Manning, tel que prévu, a été repêché au premier rang par les Chargers de San Diego. Il a toutefois été très clair, faisant passer le message par son père Archie, lui-même une ancienne vedette de la NFL, qu'il ne voulait pas jouer là. Cela a permis aux Giants, qui choississaient au quatrième rang, de sélectionner Philip Rivers et de concocter un échange avec les Chargers.

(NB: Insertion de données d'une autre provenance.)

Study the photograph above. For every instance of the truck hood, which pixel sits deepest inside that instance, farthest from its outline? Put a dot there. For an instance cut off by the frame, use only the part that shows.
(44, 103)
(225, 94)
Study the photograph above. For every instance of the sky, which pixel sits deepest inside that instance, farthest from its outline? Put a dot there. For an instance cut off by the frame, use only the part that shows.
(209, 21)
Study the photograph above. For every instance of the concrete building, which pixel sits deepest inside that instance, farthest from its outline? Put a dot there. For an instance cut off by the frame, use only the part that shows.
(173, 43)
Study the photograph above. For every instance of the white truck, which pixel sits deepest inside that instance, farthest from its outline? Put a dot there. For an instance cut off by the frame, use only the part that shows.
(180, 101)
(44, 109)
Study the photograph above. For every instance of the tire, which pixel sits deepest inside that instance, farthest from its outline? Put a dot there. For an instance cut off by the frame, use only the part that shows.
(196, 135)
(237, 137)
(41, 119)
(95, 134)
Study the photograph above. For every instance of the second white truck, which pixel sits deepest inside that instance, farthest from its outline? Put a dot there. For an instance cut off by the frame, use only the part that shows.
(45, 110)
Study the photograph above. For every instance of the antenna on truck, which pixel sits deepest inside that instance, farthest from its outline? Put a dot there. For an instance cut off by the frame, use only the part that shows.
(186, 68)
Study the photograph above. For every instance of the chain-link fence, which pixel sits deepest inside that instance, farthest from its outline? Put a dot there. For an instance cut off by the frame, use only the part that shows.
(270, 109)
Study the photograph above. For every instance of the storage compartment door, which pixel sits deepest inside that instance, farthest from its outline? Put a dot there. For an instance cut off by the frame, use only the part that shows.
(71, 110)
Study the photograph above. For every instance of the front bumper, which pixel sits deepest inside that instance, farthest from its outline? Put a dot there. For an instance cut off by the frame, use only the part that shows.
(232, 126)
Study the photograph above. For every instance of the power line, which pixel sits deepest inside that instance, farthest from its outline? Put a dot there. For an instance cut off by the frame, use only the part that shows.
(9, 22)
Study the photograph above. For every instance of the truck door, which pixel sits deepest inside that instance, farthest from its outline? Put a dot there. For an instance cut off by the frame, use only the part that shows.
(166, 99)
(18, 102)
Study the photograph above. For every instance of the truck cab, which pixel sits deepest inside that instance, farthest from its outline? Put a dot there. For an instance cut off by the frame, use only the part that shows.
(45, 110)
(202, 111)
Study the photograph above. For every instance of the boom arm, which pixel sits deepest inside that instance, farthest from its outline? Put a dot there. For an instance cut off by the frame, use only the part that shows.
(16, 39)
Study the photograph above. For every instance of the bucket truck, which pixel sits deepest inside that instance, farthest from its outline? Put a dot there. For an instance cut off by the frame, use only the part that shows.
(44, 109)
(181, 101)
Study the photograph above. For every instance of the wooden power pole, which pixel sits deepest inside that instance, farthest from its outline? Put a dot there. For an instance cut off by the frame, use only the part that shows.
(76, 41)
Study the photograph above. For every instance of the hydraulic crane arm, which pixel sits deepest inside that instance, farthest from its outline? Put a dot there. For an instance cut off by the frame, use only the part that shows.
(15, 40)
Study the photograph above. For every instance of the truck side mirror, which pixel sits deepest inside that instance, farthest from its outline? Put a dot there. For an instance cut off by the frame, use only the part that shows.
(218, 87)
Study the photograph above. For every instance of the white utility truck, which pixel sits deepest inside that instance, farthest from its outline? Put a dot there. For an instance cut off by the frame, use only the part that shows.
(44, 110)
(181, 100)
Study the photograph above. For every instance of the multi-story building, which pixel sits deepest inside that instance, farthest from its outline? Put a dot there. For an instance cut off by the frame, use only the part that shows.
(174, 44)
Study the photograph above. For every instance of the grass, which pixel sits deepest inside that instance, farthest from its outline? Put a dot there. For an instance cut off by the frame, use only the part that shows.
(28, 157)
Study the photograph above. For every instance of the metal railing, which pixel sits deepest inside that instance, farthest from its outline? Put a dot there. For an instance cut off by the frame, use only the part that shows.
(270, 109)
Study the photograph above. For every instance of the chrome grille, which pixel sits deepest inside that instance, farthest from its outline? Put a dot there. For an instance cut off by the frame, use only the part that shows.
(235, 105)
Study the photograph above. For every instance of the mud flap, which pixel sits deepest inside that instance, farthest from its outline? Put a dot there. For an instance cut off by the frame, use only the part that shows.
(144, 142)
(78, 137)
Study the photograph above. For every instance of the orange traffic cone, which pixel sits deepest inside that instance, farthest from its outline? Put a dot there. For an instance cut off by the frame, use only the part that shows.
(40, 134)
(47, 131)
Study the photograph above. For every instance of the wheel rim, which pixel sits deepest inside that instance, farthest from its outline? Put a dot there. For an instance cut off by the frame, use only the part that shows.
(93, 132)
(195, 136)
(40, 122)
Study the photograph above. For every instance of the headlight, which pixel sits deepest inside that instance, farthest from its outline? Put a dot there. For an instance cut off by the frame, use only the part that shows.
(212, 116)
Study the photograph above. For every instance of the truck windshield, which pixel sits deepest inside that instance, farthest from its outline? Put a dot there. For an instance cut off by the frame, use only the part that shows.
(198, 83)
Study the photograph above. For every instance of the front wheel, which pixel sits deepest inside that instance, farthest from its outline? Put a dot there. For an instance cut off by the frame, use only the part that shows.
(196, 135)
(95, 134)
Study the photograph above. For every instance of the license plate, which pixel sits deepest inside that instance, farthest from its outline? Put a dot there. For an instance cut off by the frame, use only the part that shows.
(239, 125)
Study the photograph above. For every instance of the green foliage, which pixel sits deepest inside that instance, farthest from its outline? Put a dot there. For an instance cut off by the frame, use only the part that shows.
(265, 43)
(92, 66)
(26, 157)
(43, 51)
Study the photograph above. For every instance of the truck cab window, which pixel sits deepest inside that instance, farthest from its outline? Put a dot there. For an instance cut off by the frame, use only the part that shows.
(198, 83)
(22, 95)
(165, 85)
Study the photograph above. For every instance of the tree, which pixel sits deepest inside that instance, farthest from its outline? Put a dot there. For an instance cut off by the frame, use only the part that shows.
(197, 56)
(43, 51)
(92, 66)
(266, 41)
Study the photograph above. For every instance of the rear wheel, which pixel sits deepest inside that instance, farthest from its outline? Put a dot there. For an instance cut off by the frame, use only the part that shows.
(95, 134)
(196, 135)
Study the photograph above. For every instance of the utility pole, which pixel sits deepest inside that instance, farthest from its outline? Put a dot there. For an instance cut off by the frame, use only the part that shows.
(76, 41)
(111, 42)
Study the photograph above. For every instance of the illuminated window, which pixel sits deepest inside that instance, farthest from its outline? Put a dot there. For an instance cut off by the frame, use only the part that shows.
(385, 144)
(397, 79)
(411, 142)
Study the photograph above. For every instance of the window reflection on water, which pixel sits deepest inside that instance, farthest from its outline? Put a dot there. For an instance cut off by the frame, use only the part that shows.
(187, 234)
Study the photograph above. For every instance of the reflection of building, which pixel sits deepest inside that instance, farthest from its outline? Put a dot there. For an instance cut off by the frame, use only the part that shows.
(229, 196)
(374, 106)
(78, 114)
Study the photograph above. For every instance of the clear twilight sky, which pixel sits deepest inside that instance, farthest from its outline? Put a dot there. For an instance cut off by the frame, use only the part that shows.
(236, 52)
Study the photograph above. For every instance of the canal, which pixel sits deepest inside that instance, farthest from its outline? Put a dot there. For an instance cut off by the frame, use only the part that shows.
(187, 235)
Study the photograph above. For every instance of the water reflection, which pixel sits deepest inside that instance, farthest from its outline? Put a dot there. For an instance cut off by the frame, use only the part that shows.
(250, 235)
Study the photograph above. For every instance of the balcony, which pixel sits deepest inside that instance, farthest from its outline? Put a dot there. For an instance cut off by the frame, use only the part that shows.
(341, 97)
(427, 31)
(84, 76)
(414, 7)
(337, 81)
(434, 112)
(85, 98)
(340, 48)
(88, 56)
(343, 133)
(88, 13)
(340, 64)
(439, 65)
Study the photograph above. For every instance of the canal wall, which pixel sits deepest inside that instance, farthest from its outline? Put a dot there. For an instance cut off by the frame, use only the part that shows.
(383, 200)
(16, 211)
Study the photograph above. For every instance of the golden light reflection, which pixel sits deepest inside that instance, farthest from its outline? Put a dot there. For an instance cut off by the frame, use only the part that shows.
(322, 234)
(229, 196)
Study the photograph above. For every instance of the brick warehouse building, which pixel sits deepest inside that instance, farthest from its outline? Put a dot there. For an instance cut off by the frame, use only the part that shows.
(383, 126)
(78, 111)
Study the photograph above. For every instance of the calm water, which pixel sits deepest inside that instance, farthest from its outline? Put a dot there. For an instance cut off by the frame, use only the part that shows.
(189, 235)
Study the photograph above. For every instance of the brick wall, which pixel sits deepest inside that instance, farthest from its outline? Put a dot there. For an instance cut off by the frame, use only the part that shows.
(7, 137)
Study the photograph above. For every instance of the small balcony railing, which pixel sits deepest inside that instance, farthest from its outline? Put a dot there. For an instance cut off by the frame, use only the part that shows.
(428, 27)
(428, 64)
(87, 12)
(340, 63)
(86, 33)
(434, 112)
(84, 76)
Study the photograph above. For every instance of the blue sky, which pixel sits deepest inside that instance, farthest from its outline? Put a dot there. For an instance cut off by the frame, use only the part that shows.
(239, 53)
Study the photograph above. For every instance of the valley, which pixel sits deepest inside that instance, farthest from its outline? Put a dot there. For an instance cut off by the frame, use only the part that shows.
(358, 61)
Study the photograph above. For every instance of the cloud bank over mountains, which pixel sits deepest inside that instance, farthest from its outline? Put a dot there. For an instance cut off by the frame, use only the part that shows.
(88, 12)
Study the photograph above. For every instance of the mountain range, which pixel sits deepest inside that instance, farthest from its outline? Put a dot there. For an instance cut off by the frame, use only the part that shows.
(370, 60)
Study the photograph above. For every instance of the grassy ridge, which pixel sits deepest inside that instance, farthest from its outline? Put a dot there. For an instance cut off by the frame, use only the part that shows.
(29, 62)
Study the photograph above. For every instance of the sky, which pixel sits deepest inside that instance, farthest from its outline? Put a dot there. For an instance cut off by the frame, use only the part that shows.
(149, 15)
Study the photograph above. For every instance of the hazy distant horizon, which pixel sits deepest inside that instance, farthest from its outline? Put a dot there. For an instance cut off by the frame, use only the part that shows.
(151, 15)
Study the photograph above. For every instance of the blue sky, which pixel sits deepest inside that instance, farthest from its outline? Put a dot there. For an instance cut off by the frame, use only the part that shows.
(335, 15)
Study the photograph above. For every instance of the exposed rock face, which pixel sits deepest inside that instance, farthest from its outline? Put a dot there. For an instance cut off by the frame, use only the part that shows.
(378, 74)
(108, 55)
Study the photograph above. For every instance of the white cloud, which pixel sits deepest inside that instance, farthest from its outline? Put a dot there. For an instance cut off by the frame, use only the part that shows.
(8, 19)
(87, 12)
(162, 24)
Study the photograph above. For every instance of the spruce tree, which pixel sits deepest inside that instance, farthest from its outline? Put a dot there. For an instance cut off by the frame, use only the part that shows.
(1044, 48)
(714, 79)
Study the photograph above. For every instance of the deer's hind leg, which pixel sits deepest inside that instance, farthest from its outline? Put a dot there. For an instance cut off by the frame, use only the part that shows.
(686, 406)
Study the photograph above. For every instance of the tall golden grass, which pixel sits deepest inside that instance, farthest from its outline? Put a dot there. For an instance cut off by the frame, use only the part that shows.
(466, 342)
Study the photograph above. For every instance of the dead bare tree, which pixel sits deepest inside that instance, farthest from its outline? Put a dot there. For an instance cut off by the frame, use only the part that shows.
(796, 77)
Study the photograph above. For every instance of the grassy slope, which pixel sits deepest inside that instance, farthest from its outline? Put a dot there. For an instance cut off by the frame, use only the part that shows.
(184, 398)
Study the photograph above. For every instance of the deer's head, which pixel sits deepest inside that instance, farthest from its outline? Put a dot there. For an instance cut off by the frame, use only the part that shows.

Ce scénario a déçu Roethlisberger, qui croyait que la sélection de Manning par San Diego lui ouvrait alors les portes de New York. Quand les Giants ont sélectionné Rivers, l'ancien entraîneur de Roethlisberger à l'Université Miami of Ohio, le regretté Terry Hoeppner, a lancé son portable dans un élan de colère, en plein devant les caméras de télévision.

La sélection de Rivers a donc fait chuter Roethlisberger jusqu'au 11e rang, propriété des Steelers, ce qui l'a fait ragé, à tout le moins jusqu'à ce qu'il se présente à Pittsburgh et qu'il y découvre une équipe mature, capable d'absorber les erreurs d'un quart recrue et de remporter des matchs.

Roethlisberger a ensuite gagné comme aucun autre quart recrue ne l'avait fait avant lui, conservant une fiche de 13-0 en saison régulière en 2004. La suivante, il a remporté le Super Bowl, menant les Steelers à une séquence de huit victoires consécutives, dont quatre sur la route - en comptant le match ultime - en séries.

Les débuts de Manning ont été tout sauf aussi bons. Les Giants ont conservé une fiche de 6-10 en 2004 - 1-6 pour Manning - et les médias et les amateurs ont remis en question la décision des Giants d'y aller avec Manning au lieu de Roethlisberger. Ce débat a perduré jusqu'à ce que Manning mène les Giants au Super Bowl la saison dernière, un parcours qui a drôlement ressemblé à celui de Roethlisberger en 2005, avec plusieurs matchs sur la route, culminant par une surprenante victoire contre les Patriots de la Nouvelle-Angleterre, parfaits jusque-là.

C'est seulement à ce moment que Manning a cessé d'entendre que les Giants auraient dû sélectionner Roethlisberger.

Statistiquement, Roethlisberger a encore le dessus sur Manning. Il a une meilleure fiche que le quart des Giants (44-17 contre 35-26), a lancé plus de passes de touché (93 contre 85) et à un meilleur coefficient d'efficacité (93,0 contre 74,9). Certains dépisteurs de la NFL vous diront même que Roethlisberger est plus important aux Steelers que Manning ne l'est aux Giants.

Mais les Giants adorent de la façon dont Manning a su gérer la pression médiatique new-yorkaise et celle de porter son nom, le même qu'un certain Peyton, son frère aîné.

Les Steelers et leurs amateurs, en comparaison, ont parfois eu à tolérer les élans d'immaturité de leur quart-arrière, comme son entêtement à ne pas porter de casque en motocyclette, un geste qui a bien failli tourner au drame lors d'une collision en 2006. Cet incident n'aurait peut-être pas été aussi bien accepté à New York.

Une chose est sûre: les deux quarts ne manqueront pas de confiance dans l'important match de dimanche, qui opposera deux équipes parmi les meilleures de la NFL.

«Ils se sont tenus debout et ont accepté tous les défis qui leur ont été lancés, a dit l'entraîneur-chef des Giant, Tom Coughlin. Les deux ont grandement contribué aux succès du football et de leur club respectif.»